Generate reference/questioned/background observations from a multiple-source dataset.

The function splits a dataframe by rows, into a sample of reference items, questioned items and background items. The split is done according by the item source.

make_dataset_splits(df, k_ref, k_quest, col_source = "source", ...)

Arguments

df	all available data
k_ref	number of reference samples
k_quest	number of questioned samples
col_source	column containing the source identifier (string or column number)
...	Arguments passed on to `make_idx_splits` `source_ref` the reference source (scalar; if `NULL`, a random source will be picked) `source_quest` the questioned source(s) (if `NULL`, anything but the reference source: behaviour overridden by `same_source`) `same_source` if `source_quest` is `NULL` and `same_source` is `TRUE`, questioned source is the reference source; see details for conflict resolution `source_ref_allowed` allowed reference sources (if not `NULL` (default), reference source will be picked among these) `source_quest_allowed` allowed questioned sources (if not `NULL` (default), questioned source(s) will be picked among these) `background` see details (default: `'outside'`) `replace` use sampling with replacement, else error `strict` fail at any incoherence between parameters instead of giving warnings or assuming (default: `FALSE`)

Value

a list of indexes (idx_reference, idx_questioned, idx_background) and a list of dataframes (df_reference, df_questioned, df_background)

Details

Reference and questioned samples are always non-intersecting, even when the source is the same.

Sampling with replacement is used, if necessary and not forbidden.

Background selection

If background is 'outside', the background dataset comprises all items who do not lie in any of the reference and questioned sets.
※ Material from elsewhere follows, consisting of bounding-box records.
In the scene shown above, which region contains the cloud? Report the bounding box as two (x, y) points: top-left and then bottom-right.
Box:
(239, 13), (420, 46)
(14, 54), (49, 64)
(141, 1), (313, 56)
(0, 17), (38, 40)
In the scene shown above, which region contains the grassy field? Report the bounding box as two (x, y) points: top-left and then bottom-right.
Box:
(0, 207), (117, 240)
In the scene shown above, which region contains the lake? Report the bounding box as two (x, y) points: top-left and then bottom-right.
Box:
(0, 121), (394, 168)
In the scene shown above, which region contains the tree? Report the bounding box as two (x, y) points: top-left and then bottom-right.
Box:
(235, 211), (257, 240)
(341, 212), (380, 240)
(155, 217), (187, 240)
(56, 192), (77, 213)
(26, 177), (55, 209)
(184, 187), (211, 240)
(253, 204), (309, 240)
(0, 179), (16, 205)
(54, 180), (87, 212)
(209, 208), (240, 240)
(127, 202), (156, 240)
It can contain items from reference and questioned sources.
If background is 'others', the background dataset comprises all items from the non-reference and non-questioned potential sources.
If background is 'unobserved', the background dataset comprises all items from the sources who do not appear in any of the reference and questioned sets.

By default, background is 'outside'.

Notice that background = 'others' generates no background data if questioned sources are not specified: the union of reference and questioned sources fills the available sources in the population.

Source sampling

Sampling happens in steps:

a reference source is picked
questioned sources are picked
items from reference sources are picked
items from questioned sources are picked
remaining items form the background set: apply background restrictions

By design, the package identifies sources which are allowed to be sampled from. By default, all available sources can appear in the reference or questioned samples.

This restriction can be modified using the parameters source_ref_allowed and source_quest_allowed. It is also forbidden to specify a source_ref or a source_quest which are not allowed.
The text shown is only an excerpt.